Diplômée des Beaux-Arts de Paris, Aicha Laraqui Lahrichi est une architecte qui dessine ses plans à la main et milite pour une architecture iconoclaste. Spécialisée dans le résidentiel, elle fait régulièrement des incursions réussies dans le secteur de la restauration. Son credo ? Etre à l’écoute de ses clients pour faire des maisons qui leur ressemblent…
Vous avez fait vos études à l’étranger, qu’est-ce que cela vous a apporté ?
Je suis architecte DPLG et diplômée des Beaux-Arts de Paris Et pendant mes études en France, je suis allée faire un cycle de quatre mois à la Havane sur l’architecture bioclimatique. J’ai étudié les systèmes de ventilation naturelle par l’architecture et avec des procédés techniques et des matériaux naturels. C’était un régime communiste. L’éco design est très important là bas. C’est un pays où l’art naît de la contrainte. A Paris, c’était différent. On disait qu’on faisait de l’architecture haute couture. J’ai eu des professeurs Prix de Rome, des grandes pointures comme Christian de Portzamparc. J’ai fait des stages chez Zublena (l’architecte du Stade de France) et chez Chemetov. Ce que j’ai retenu de tout cela, c’est qu’il faut faire des maisons qui ressemblent aux gens et non pas des maisons qui se ressemblent. J’ai besoin d’intellectualiser mon travail. L’architecte, c’est un maçon qui parle latin. Il y a la technique, mais aussi le discours qui l’accompagne. J’aime me nourrir de tout ce qui m’entoure : la littérature, le cinéma, l’art. J’aime aussi dessiner mes plans à la main, car on perçoit mieux les espaces.
Qu’avez-vous fait en rentrant au Maroc ?
J’ai travaillé à l’agence urbaine, mais je n’ai pas tenu plus de quatre mois… Ensuite j’ai travaillé au cabinet Lahjouji, spécialisé dans le logement social. Cela a été une bonne école.

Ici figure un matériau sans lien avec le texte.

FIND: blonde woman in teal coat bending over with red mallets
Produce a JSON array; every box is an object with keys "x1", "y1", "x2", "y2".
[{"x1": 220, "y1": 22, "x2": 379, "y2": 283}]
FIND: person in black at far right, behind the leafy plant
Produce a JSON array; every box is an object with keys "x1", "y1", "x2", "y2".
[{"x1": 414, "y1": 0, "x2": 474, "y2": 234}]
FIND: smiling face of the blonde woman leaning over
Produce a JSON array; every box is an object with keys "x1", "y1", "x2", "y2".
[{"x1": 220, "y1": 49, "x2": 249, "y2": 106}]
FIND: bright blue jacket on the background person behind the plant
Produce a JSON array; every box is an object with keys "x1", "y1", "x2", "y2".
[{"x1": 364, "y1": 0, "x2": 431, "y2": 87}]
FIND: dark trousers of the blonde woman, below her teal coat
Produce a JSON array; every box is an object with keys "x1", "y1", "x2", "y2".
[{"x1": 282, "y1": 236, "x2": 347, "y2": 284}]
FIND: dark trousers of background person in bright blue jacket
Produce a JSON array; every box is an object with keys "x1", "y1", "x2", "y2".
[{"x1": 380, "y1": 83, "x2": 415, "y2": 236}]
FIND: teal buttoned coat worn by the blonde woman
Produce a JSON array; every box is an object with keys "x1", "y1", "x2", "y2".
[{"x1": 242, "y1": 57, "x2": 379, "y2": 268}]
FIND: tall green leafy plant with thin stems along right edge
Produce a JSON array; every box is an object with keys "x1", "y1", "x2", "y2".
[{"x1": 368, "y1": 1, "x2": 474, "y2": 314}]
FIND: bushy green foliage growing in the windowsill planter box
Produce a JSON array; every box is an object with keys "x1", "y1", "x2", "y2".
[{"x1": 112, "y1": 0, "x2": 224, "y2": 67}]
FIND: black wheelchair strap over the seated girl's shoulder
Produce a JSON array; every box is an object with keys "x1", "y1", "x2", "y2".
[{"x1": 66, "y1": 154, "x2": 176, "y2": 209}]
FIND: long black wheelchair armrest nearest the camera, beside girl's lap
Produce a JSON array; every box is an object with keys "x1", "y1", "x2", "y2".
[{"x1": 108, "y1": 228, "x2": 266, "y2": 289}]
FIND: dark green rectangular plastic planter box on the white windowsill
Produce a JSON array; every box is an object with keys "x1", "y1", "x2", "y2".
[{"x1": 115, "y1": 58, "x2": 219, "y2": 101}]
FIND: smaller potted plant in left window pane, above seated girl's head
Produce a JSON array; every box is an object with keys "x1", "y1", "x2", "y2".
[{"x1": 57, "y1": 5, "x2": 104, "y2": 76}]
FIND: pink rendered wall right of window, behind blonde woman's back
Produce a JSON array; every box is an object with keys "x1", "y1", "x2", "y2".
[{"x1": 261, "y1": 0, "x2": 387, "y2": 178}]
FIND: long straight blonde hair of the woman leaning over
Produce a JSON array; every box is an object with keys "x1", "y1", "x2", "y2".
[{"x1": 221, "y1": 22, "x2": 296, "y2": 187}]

J’ai travaillé avec des organismes comme la Cosumar, l’ONDA, la Centrale laitière…
En 2000, je me suis mise à mon compte. Très vite, j’ai eu la chance de travailler pour de grandes familles à Marrakech. Ca m’a ouvert les portes de Casablanca. J’ai aussi fait des boutiques (Frères Gourmets, Pinko), des cafés, deux hôtels particuliers à Paris. J’ai travaillé sur beaucoup de projets dans leur globalité.
Vous faites aussi du design de mobilier…
Sur un projet, je peux dessiner la cheminée, les poignées de porte… ce qui m’a amenée à l’architecture d’intérieur. Je travaille souvent avec Karim Alaoui. C’est au gré des rencontres que je me suis mise à travailler dans l’aménagement d’espaces intérieurs et extérieurs.

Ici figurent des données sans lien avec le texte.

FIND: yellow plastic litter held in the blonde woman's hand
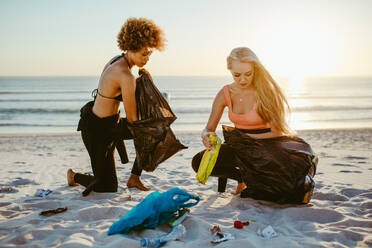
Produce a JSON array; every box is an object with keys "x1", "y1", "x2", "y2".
[{"x1": 196, "y1": 134, "x2": 221, "y2": 184}]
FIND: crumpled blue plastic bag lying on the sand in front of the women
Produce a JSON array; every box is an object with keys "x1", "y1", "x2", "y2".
[{"x1": 108, "y1": 188, "x2": 200, "y2": 235}]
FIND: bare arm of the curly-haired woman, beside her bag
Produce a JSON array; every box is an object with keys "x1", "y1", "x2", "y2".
[{"x1": 120, "y1": 74, "x2": 137, "y2": 122}]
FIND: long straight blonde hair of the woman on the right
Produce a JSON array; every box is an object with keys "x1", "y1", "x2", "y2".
[{"x1": 227, "y1": 47, "x2": 293, "y2": 134}]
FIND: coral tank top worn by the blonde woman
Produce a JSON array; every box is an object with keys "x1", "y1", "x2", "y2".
[{"x1": 223, "y1": 85, "x2": 270, "y2": 129}]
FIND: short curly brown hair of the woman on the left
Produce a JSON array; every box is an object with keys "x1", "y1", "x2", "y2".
[{"x1": 117, "y1": 17, "x2": 166, "y2": 51}]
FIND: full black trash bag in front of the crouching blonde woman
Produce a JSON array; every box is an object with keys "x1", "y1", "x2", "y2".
[{"x1": 223, "y1": 126, "x2": 318, "y2": 204}]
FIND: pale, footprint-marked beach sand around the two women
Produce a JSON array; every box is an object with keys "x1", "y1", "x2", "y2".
[{"x1": 0, "y1": 129, "x2": 372, "y2": 248}]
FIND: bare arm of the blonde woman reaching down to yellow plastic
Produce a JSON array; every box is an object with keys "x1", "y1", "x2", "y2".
[{"x1": 202, "y1": 89, "x2": 226, "y2": 149}]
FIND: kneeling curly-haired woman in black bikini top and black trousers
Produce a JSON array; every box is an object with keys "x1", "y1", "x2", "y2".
[{"x1": 67, "y1": 18, "x2": 165, "y2": 195}]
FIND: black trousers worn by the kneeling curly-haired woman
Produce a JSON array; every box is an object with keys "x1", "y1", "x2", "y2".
[{"x1": 74, "y1": 105, "x2": 142, "y2": 192}]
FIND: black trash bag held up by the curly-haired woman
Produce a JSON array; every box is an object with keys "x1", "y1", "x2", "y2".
[{"x1": 128, "y1": 69, "x2": 187, "y2": 172}]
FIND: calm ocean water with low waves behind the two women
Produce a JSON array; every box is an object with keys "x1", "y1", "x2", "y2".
[{"x1": 0, "y1": 76, "x2": 372, "y2": 134}]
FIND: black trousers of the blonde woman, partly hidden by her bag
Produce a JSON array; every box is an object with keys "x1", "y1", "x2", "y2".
[{"x1": 192, "y1": 144, "x2": 243, "y2": 192}]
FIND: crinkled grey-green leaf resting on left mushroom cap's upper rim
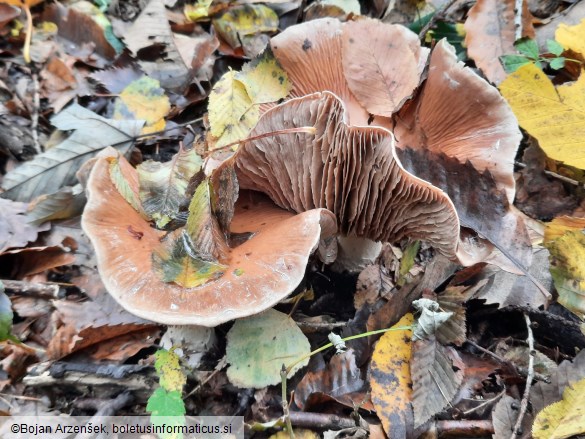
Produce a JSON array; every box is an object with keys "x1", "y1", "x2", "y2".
[{"x1": 136, "y1": 148, "x2": 203, "y2": 228}]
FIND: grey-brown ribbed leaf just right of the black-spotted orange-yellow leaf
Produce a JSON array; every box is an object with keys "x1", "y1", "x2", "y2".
[{"x1": 410, "y1": 337, "x2": 464, "y2": 427}]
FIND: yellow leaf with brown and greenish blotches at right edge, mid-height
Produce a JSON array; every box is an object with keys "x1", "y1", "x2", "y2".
[{"x1": 546, "y1": 230, "x2": 585, "y2": 317}]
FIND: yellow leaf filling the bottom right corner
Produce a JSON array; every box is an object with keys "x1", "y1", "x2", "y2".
[{"x1": 532, "y1": 379, "x2": 585, "y2": 439}]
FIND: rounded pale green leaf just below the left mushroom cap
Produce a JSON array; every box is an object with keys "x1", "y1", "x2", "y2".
[{"x1": 226, "y1": 309, "x2": 311, "y2": 389}]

Comment définissez-vous votre style ?
Éclectique-chic ! C’est un mélange de tout, un style iconoclaste. Je ne suis pas du tout inscrite dans une mouvance ou dans un style particulier. J’aime donner une seconde chance aux objets, je n’aime pas tout jeter. Je ne fais pas du prêt-à-porter. J’aime chiner. Quand je dessine, je pense aux ouvertures, à la lumière et aux orientations. Quand c’est pour une famille, je réfléchis à la façon de réunir les deux passés du couple. On ne peut pas faire fi du passé d’une personne à qui on construit une maison. Je passe du temps avec les gens, je leur pose beaucoup de questions pour faire quelque chose qui leur ressemble.
Qui sont vos maîtres en architecture ?
Alvaro Siza, Oscar Niemeyer, Jean Nouvel. J’aime sa philosophie de l’architecture. Il a une sensibilité particulière par rapport à l’architecture arabe avec l’Institut du Monde Arabe et le musée d’Abu Dhabi.
Quels sont vos projets ?
Je travaille sur des villas, sur le concours d’une clinique, sur un café-restaurant d’inspiration années 50 dans un hôtel particulier.

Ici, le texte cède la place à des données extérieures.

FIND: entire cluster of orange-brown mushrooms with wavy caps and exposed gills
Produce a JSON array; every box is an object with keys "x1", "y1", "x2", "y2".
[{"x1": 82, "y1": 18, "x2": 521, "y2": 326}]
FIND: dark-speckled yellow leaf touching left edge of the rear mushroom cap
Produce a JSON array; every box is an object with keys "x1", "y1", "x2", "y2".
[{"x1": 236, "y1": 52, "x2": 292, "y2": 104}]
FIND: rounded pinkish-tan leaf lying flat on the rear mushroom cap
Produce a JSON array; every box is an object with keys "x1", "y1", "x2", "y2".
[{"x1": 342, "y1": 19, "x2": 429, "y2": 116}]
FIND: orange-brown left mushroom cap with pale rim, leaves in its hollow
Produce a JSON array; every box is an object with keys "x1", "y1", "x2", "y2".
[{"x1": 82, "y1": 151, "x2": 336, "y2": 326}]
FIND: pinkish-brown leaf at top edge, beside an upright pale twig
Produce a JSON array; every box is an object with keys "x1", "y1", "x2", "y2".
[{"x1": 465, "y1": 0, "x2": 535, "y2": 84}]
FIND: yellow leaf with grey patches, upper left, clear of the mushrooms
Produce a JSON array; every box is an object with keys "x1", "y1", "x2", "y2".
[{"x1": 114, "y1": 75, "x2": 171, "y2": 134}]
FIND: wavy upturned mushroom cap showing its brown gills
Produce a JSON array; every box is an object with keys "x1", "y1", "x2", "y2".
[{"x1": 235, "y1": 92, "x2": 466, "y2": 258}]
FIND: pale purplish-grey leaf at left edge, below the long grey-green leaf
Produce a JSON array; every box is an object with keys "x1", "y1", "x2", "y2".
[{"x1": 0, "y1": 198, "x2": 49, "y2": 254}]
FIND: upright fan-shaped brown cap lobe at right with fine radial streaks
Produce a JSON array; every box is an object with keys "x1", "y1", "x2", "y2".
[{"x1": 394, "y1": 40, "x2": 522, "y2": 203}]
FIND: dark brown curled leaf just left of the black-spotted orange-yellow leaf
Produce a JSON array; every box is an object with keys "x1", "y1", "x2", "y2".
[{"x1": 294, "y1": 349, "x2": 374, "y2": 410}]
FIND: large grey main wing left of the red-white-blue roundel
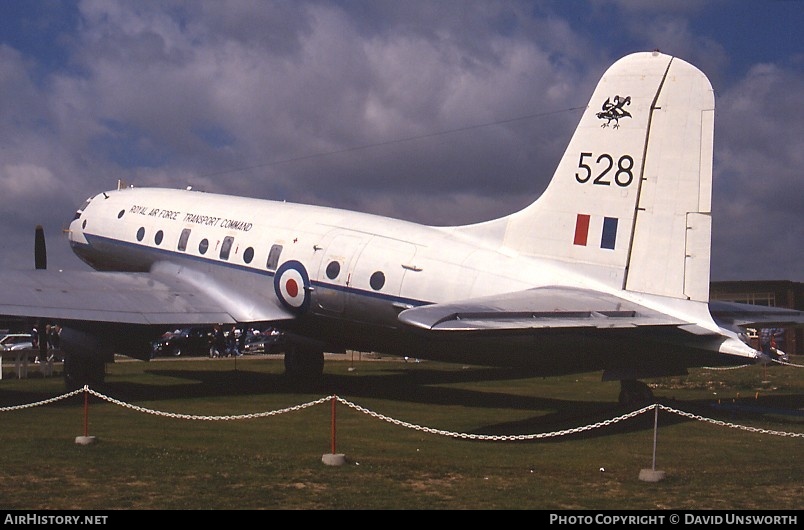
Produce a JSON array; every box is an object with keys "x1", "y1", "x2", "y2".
[{"x1": 0, "y1": 262, "x2": 291, "y2": 325}]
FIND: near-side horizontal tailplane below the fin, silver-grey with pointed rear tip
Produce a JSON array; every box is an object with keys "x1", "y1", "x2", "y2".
[{"x1": 399, "y1": 287, "x2": 690, "y2": 331}]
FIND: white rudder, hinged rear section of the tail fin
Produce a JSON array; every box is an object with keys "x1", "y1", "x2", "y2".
[{"x1": 625, "y1": 59, "x2": 715, "y2": 302}]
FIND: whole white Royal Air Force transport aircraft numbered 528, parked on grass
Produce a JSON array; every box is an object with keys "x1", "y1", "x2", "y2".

Si vous n’aviez aucune contrainte, qu’aimeriez-vous construire ?
Si je devais sortir du résidentiel, ce serait pour un musée. Parce que je quand j’en visite un, je regarde davantage le bâtiment que les oeuvres. Le Guggenheim de New York a marqué les esprits. L’architecture est hyper importante. Et puis on manque de musées ici.